The fossil, called Falcatakely forsterae, comes from the late Cretaceous rocks in Madagascar. Many of the earliest bird fossils we’ve discovered so far come from older early Cretaceous rocks in China, with the period between then and the late Cretaceous extinction plus a question mark. The new fossil is a well-preserved head of a raven-sized bird with an extraordinarily long, tall and narrow beak.
Early Chinese bird fossils don’t show much diversity in beak shape. This is a great contrast to modern birds, which have a wild variety of beak shapes befitting their many different ecological niches. Pelicans, woodpeckers and parrots all have very different diets that require a beak that is suitable for work. It was thought that widened beaks would not be possible until an anatomical shift in parts of the skull had occurred, meaning early birds were simply limited. But the new discovery shows that it wasn’t entirely true. This species could have inhabited an ecological niche that was empty after extinction, until a more modern bird re-entered it much later.
The researchers used 3D imaging to accurately determine the size of each anatomical component. This showed some differences from non-bird theropod dinosaurs or more modern birds. The fossil creature may have had an overall beak shape similar to some modern birds, but this is despite the fact that the underlying structure is different.
There are some teeth visible near the tip of the beak rather than further back, like its relatives. And the height of the upper beak is achieved through a very large jawbone (brown in the image above), where other fossilized species from this period had a thin V-shaped bone. Modern birds, on the other hand, have tiny maxillary bones and beaks supported by a large premaxillary bone (green near the tip of the beak in the image above).

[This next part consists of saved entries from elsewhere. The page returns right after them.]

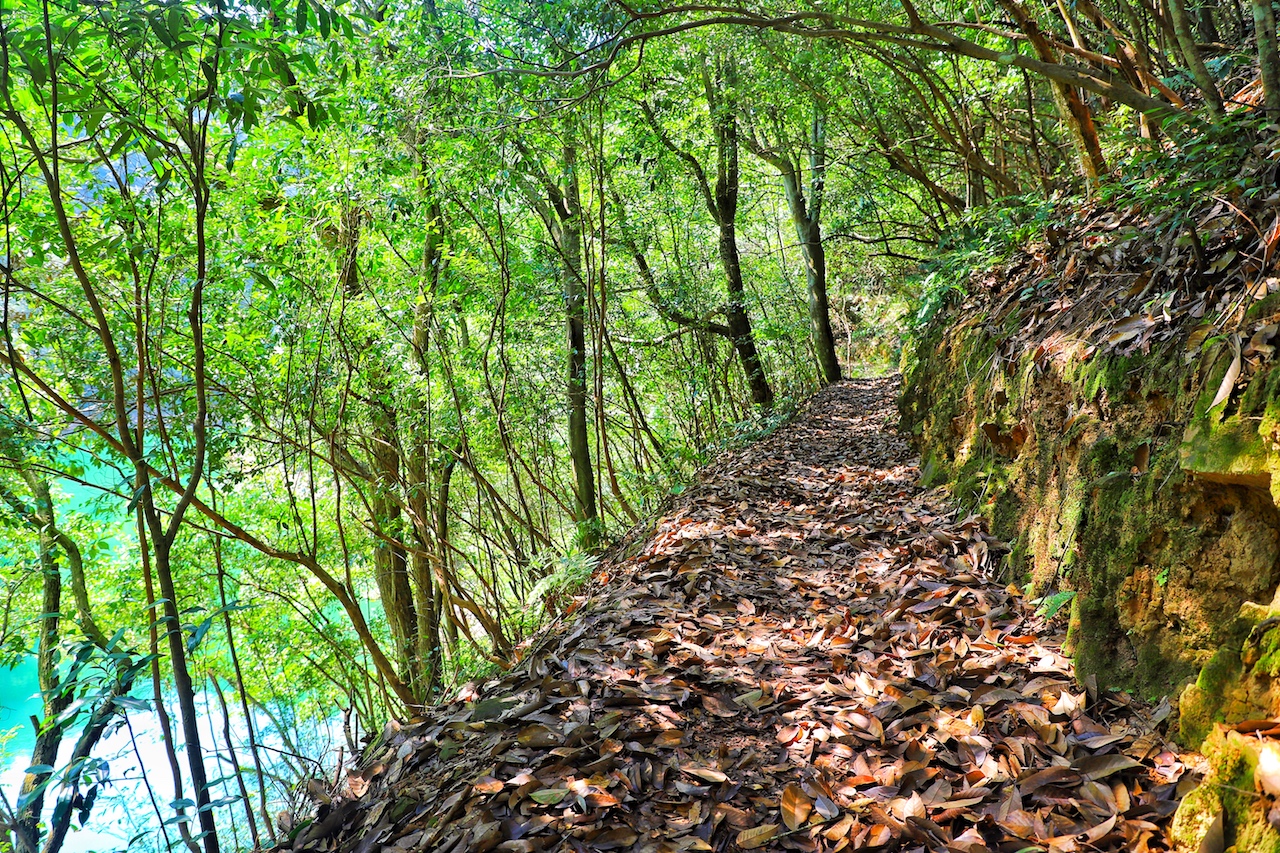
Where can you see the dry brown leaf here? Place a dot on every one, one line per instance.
(757, 836)
(795, 806)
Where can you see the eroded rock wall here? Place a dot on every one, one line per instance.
(1121, 432)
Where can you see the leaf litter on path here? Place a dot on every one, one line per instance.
(808, 653)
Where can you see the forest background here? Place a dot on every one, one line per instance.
(339, 338)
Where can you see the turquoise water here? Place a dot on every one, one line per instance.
(19, 701)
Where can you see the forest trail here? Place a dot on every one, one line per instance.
(808, 653)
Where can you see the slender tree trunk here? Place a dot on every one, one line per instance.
(1194, 62)
(726, 219)
(1072, 109)
(49, 735)
(186, 690)
(1269, 60)
(575, 324)
(807, 220)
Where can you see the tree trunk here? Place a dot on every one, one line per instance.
(186, 692)
(575, 325)
(726, 217)
(807, 220)
(49, 735)
(1194, 62)
(1072, 109)
(1269, 60)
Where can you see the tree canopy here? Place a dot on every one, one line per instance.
(341, 337)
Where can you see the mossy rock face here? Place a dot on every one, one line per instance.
(1240, 680)
(1226, 801)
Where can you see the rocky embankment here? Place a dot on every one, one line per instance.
(1109, 400)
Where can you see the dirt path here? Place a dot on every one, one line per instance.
(809, 653)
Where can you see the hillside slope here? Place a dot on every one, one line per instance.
(809, 653)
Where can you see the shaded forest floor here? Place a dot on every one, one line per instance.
(808, 653)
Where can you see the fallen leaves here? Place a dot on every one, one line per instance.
(807, 655)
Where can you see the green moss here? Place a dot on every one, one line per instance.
(1202, 702)
(1226, 790)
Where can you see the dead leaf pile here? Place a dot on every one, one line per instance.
(1125, 281)
(808, 655)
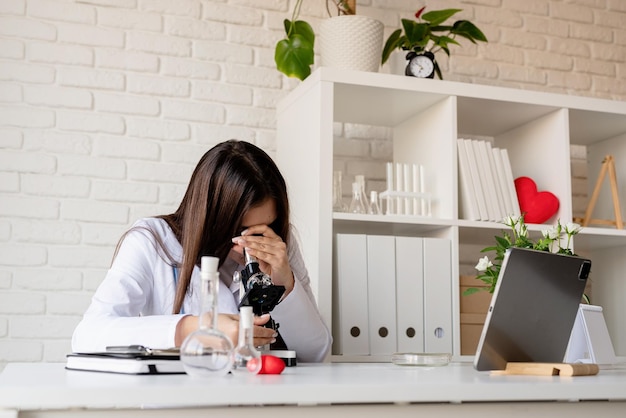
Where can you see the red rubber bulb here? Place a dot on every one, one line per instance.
(271, 364)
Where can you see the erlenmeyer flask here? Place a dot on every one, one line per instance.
(247, 357)
(357, 205)
(207, 352)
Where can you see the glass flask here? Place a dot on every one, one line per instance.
(374, 205)
(338, 205)
(357, 205)
(360, 178)
(207, 352)
(247, 357)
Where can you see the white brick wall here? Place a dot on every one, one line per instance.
(106, 106)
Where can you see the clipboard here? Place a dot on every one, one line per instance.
(134, 359)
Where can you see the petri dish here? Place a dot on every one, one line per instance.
(421, 359)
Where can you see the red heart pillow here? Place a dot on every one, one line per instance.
(537, 207)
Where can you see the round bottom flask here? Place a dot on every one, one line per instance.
(207, 352)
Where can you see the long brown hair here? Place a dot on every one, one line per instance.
(230, 178)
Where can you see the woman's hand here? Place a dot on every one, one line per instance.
(270, 250)
(229, 325)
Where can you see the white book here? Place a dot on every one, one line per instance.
(503, 183)
(496, 180)
(467, 197)
(489, 189)
(508, 171)
(476, 181)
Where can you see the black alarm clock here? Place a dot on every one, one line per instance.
(420, 65)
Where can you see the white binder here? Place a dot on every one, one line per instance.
(437, 296)
(352, 337)
(410, 294)
(381, 289)
(590, 341)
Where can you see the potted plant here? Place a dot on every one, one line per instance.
(340, 37)
(427, 35)
(551, 239)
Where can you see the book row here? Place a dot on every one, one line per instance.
(486, 183)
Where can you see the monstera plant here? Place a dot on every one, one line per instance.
(294, 55)
(427, 34)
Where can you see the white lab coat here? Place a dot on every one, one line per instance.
(133, 304)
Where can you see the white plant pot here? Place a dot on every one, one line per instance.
(351, 41)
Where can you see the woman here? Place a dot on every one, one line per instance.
(236, 199)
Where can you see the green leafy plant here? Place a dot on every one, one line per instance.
(294, 55)
(550, 240)
(428, 33)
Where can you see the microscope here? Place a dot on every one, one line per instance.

If there is one strange Cretaceous bird, there may be others, adding more diversity to the Cretaceous collection. The find also raises interesting questions about the evolution of skull structure and beak shape, as modern anatomy was apparently not required for a large beak of that shape. This takes a simple story and complicates it a bit, as the same form has evolved in different times and ways.
Alright then. The surprising fossils are even more fun than the unsurprising ones, further enriching our image of the past.
Nature, 2020. DOI: 10.1038 / s41586-020-2945-x (About DOI).